We used to hate and destroy one another and refused to associate with people of another race or country. Now, because of Christ, we live together with such people and pray for our enemies.
“A Love without Condition,” History of the Early Church (blog),
C. Christopher Smith And John Pattison
Just as Jesus is the embodiment of the shalom that God intends for creation, the church’s role in the drama of Creation is likewise to be the embodiment of God’s shalom, albeit in a form that hasn’t yet been fully realized.
All peoples are equally created and tasked to shape their communities toward shalom.
Defiant: What the Women of Exodus Teach Us about Freedom, Eerdmans, 2020.
Craig L. Nessan
The concept of shalom resonates with vision of an ideal society in other cultures as well, notably in Asia and Africa. In Asia, sangsaeng is an ancient concept “of sharing community and economy together.” In Africa, the concepts of ubuntu and ujamaa describe respectively the wholeness of life and life in community.

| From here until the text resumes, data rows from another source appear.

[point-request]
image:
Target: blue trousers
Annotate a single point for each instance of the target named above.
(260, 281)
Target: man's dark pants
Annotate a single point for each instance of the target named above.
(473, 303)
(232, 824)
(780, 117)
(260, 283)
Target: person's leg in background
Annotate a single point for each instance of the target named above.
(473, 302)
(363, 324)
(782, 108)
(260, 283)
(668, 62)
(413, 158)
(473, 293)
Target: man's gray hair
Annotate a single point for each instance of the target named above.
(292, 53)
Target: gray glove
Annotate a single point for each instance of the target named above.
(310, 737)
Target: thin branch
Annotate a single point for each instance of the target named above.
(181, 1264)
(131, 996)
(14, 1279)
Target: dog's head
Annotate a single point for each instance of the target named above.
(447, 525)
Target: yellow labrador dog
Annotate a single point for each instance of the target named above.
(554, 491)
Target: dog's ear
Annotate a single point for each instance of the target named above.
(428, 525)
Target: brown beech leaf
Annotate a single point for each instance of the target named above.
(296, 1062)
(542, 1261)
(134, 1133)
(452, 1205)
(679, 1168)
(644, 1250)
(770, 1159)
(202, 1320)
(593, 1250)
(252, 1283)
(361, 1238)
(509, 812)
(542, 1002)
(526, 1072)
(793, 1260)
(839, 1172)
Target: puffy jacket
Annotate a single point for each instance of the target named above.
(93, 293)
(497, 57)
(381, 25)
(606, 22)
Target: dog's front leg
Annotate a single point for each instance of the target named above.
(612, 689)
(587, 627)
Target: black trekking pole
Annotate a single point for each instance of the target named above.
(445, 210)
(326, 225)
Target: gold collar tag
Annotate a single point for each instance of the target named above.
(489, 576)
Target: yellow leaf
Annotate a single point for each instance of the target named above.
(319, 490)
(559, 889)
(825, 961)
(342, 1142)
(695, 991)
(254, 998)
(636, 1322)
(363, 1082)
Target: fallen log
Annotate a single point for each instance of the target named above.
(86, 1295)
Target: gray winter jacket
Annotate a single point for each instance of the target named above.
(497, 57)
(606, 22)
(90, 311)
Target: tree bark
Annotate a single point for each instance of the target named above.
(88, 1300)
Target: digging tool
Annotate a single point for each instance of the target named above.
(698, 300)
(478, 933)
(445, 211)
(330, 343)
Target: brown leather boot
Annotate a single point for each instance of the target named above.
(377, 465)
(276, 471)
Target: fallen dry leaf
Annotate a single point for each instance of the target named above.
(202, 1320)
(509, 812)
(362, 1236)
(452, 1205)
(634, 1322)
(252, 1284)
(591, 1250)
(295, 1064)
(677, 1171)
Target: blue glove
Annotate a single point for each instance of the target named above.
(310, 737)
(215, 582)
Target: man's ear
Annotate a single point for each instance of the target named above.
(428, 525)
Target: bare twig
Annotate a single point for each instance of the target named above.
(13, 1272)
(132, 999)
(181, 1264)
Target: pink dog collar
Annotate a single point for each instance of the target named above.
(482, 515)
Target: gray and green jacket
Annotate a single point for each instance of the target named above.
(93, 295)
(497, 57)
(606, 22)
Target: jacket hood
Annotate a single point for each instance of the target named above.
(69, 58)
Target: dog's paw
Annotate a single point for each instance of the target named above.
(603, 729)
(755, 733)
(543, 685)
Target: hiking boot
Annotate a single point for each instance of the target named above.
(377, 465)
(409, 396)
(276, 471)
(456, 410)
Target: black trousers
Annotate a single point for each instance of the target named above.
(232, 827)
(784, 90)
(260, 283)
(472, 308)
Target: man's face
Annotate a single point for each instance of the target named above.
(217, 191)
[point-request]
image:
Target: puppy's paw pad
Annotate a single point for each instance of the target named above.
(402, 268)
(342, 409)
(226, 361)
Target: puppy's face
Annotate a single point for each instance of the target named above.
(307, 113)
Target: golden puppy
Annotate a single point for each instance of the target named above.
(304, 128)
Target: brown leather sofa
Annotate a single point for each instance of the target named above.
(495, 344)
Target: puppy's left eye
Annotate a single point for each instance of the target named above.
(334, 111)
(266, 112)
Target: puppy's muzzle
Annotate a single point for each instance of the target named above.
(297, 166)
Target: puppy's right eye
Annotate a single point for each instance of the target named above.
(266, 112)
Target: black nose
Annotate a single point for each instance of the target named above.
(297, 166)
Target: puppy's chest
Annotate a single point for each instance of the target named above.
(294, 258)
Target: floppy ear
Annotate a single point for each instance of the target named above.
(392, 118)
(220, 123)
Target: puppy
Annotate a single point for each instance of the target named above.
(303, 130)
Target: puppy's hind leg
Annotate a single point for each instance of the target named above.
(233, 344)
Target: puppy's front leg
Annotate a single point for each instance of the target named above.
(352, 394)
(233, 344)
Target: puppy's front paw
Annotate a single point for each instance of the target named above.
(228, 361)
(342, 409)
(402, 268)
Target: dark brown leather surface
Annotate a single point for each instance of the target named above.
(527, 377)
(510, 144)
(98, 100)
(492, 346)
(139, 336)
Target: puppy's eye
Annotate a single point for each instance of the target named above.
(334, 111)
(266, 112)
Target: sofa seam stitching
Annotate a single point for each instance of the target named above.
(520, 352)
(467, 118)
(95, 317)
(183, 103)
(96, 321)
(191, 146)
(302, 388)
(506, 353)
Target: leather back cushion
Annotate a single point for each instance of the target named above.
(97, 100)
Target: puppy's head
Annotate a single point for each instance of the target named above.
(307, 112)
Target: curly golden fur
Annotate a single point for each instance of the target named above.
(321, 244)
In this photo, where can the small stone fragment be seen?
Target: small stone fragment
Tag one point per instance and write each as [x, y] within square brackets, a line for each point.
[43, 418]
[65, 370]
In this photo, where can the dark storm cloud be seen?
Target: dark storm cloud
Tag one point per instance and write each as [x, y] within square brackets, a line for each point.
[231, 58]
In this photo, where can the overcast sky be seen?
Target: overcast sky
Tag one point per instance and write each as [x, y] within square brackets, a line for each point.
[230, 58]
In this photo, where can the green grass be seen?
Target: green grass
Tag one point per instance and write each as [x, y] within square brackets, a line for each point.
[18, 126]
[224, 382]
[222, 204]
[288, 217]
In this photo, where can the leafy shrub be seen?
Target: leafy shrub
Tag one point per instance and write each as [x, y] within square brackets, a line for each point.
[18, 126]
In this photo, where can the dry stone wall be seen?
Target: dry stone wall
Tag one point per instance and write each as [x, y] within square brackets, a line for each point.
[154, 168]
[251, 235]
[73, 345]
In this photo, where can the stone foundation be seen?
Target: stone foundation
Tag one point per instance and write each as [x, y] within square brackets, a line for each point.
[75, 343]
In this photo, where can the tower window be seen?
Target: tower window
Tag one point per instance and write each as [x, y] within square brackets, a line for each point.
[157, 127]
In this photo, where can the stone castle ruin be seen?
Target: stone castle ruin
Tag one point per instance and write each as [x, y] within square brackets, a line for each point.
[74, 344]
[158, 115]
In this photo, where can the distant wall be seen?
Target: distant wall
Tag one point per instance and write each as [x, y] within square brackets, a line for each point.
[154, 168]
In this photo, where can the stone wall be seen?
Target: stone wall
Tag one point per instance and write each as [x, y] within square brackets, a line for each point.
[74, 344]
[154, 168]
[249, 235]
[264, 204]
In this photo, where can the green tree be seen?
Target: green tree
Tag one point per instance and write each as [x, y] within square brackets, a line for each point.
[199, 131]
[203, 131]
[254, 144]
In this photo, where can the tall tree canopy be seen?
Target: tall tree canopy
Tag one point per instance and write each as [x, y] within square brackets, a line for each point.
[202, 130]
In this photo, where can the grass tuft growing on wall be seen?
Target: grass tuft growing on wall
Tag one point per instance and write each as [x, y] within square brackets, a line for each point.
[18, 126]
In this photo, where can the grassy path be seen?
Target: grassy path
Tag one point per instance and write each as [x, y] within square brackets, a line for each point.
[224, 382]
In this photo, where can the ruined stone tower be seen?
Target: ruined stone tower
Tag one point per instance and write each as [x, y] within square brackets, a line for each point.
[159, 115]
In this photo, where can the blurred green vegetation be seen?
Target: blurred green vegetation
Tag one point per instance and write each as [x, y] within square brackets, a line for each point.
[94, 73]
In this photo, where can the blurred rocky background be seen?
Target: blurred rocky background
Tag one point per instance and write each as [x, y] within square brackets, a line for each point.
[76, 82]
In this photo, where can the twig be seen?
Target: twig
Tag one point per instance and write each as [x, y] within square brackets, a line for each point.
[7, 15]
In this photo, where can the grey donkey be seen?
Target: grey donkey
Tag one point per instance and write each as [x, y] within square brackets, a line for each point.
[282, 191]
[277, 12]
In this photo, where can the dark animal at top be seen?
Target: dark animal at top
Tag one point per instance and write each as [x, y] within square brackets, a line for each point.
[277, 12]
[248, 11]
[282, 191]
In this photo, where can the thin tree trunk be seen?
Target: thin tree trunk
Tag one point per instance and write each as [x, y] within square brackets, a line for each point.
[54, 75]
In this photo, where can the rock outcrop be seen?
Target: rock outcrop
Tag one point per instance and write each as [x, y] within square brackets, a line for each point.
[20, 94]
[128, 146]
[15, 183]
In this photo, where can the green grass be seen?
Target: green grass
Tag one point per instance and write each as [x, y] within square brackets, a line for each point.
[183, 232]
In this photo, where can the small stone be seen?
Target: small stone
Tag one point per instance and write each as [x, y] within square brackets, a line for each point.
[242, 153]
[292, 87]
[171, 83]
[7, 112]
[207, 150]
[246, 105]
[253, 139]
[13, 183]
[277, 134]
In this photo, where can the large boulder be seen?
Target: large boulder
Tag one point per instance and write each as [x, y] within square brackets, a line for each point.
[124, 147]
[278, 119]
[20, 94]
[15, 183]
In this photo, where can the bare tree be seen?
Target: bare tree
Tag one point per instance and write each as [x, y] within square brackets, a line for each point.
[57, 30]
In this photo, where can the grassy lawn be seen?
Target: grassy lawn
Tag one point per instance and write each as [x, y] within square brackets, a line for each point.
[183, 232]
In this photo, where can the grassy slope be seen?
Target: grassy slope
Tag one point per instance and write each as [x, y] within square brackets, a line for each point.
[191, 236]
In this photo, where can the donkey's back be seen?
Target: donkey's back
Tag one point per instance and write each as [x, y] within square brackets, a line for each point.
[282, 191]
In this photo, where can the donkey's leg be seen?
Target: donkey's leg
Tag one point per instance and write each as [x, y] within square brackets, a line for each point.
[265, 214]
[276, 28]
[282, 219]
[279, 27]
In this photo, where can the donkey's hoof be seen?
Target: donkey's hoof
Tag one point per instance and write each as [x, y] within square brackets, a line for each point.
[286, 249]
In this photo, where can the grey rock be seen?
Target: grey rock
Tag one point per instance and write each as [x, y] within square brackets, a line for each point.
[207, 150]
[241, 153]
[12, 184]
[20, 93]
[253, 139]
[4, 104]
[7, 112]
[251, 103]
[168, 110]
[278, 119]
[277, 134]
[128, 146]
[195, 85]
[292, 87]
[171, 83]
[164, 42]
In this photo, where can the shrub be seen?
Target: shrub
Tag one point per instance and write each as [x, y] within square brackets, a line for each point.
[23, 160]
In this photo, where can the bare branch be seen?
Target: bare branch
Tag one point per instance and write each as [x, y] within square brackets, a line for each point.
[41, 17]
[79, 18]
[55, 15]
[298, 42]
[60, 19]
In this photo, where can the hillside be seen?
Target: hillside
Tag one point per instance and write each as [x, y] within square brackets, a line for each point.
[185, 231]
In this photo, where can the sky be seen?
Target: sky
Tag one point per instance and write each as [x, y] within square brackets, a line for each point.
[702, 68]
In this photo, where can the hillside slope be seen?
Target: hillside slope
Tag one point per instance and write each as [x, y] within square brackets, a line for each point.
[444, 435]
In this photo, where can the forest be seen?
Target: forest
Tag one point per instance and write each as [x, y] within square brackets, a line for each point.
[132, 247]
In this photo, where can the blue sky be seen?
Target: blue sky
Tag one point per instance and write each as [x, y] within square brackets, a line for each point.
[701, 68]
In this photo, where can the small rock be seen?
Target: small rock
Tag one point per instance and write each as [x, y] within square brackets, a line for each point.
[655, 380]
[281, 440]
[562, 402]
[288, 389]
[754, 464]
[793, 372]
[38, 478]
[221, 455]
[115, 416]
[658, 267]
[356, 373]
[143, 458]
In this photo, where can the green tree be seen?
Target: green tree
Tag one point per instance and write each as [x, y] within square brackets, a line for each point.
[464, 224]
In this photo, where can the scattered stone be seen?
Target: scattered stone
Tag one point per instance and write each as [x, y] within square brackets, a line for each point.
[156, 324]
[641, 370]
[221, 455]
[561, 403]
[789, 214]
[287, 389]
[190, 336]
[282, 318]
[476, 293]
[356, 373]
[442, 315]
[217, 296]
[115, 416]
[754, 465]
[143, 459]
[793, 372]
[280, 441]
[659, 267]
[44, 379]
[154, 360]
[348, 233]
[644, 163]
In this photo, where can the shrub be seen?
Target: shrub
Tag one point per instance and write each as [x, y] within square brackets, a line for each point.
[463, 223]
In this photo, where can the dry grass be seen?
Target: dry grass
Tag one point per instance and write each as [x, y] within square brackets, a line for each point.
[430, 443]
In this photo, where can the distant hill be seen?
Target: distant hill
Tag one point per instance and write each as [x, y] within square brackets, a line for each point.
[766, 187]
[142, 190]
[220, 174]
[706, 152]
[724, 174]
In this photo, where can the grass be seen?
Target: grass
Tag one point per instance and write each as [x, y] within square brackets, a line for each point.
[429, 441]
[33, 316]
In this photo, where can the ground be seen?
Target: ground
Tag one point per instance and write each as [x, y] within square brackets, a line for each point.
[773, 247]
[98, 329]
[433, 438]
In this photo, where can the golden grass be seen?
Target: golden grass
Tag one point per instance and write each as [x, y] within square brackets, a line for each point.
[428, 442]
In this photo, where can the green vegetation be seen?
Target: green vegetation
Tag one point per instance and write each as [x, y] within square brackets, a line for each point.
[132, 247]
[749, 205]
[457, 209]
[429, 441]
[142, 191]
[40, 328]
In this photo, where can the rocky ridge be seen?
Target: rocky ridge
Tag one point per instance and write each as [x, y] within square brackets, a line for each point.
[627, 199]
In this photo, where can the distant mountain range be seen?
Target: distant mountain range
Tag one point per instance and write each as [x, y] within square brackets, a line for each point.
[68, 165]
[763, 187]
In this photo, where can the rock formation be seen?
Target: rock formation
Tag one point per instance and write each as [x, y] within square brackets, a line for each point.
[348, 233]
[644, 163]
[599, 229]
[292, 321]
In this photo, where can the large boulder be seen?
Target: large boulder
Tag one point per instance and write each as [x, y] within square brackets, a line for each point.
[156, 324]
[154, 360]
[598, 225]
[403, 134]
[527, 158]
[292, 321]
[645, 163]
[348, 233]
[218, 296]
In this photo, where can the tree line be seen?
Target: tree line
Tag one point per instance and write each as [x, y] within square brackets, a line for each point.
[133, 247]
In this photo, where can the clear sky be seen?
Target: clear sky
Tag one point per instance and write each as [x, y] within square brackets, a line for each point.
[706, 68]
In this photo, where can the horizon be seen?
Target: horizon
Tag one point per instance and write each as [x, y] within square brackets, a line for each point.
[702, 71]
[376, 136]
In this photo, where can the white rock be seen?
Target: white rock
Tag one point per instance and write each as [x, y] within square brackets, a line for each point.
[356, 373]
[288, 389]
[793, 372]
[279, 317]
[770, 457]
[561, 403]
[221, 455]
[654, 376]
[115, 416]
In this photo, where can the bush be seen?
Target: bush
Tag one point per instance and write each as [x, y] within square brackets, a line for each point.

Ubuntu involves the sharing of life as a gift from God: “The individual’s identity is inseparable from identity within the wider community, which includes past, present, and future generations, as well as flora and fauna, the physical environment and the spiritual realm.” Ujamaa extends this idea by emphasizing the values of family and relatedness. In each of these concepts the focus is on “life-giving civilization which affirms relationships, co-existence, harmony with creation, and solidarity with those who struggle for justice.”
Shalom Church: The Body of Christ as Ministering Community, Fortress Press, 2010.